You can create many names for the same file with the command "ln".
When you do "ls -l", the first value after the permissions is the number of files pointing to that inode, or should I say, the number of filenames corresponding to that file.
Below, I have created file "myfile" and the link number is 1.

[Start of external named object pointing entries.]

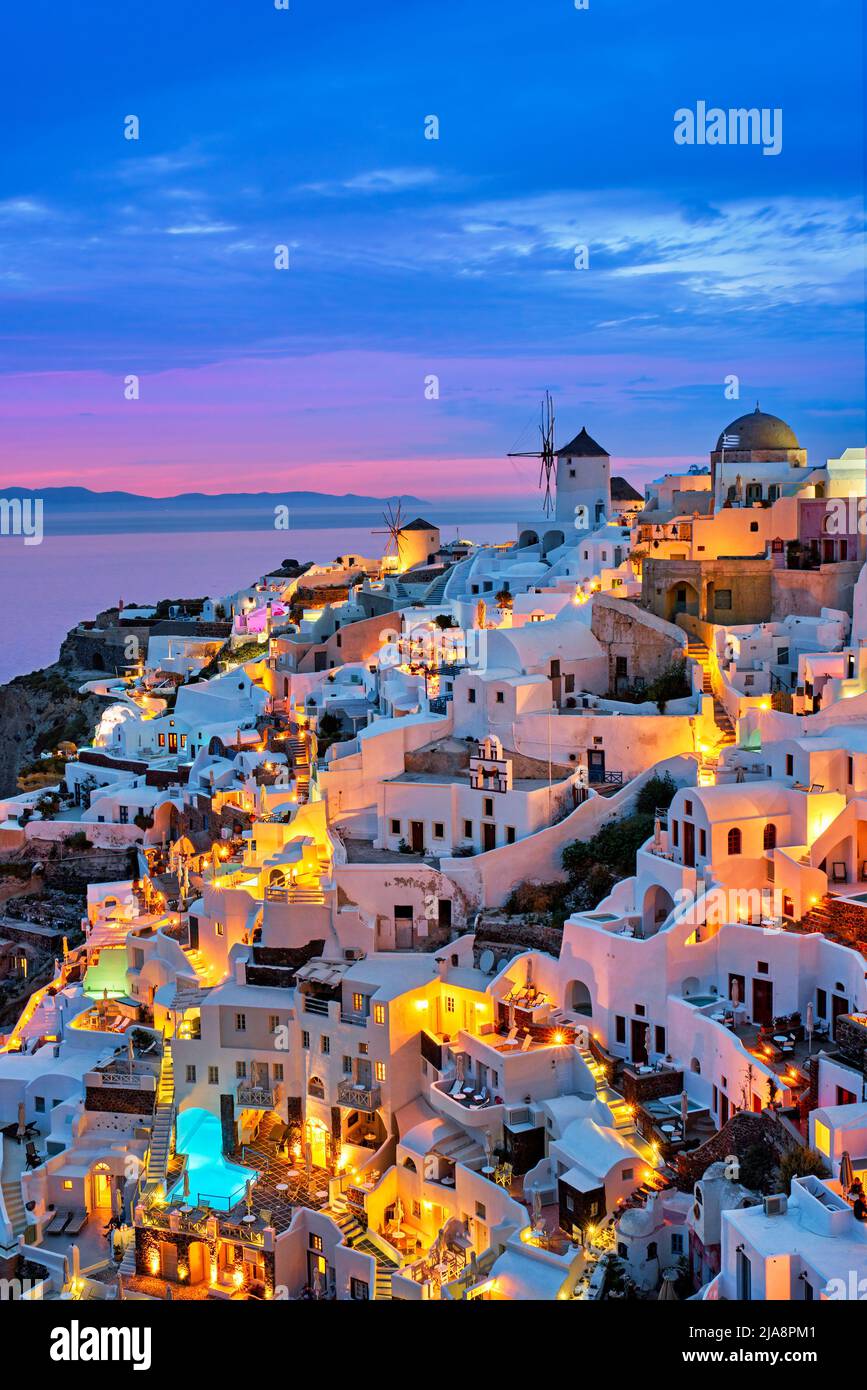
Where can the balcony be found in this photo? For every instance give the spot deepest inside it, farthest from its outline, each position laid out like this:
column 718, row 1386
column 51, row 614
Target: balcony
column 353, row 1097
column 257, row 1097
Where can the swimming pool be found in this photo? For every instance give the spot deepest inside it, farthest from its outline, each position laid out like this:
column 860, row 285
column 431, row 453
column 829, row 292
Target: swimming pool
column 211, row 1178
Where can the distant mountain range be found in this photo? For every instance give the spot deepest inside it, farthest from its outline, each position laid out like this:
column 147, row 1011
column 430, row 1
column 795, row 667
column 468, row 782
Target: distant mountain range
column 82, row 512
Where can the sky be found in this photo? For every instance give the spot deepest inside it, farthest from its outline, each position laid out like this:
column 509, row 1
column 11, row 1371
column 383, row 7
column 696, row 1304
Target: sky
column 414, row 259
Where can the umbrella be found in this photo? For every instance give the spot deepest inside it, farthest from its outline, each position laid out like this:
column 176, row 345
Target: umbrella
column 846, row 1175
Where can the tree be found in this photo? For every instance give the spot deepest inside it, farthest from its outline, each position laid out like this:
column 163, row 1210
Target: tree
column 801, row 1162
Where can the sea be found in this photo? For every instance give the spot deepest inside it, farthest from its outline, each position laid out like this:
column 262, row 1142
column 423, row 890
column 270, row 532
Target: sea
column 45, row 590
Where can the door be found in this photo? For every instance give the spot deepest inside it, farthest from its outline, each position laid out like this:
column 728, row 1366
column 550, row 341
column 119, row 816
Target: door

After creating a second name for that same file with command "ln", we see that the number of links is 2 for each of those:

# echo "Hello" > myfile
# ls -l
total 1
-rw-rw-r-- 1 root nto 6 Jan 15 09:07 myfile
# ln myfile AnotherLinkToMyFyle
# ls -l
total 2
-rw-rw-r-- 2 root nto 6 Jan 15 09:07 AnotherLinkToMyFyle
-rw-rw-r-- 2 root nto 6 Jan 15 09:07 myfile
# echo "Hello again" > otherFile
# ls -l
total 3
-rw-rw-r-- 2 root nto 6 Jan 15 09:07 AnotherLinkToMyFyle
-rw-rw-r-- 2 root nto 6 Jan 15 09:07 myfile
-rw-rw-r-- 1 root nto 12 Jan 15 09:12 otherFile
#

See the inode number like the page number in a book. In addition to the inode, you have to check the partition. Inodes on different partitions are completely unrelated, like page numbers on 2 different books.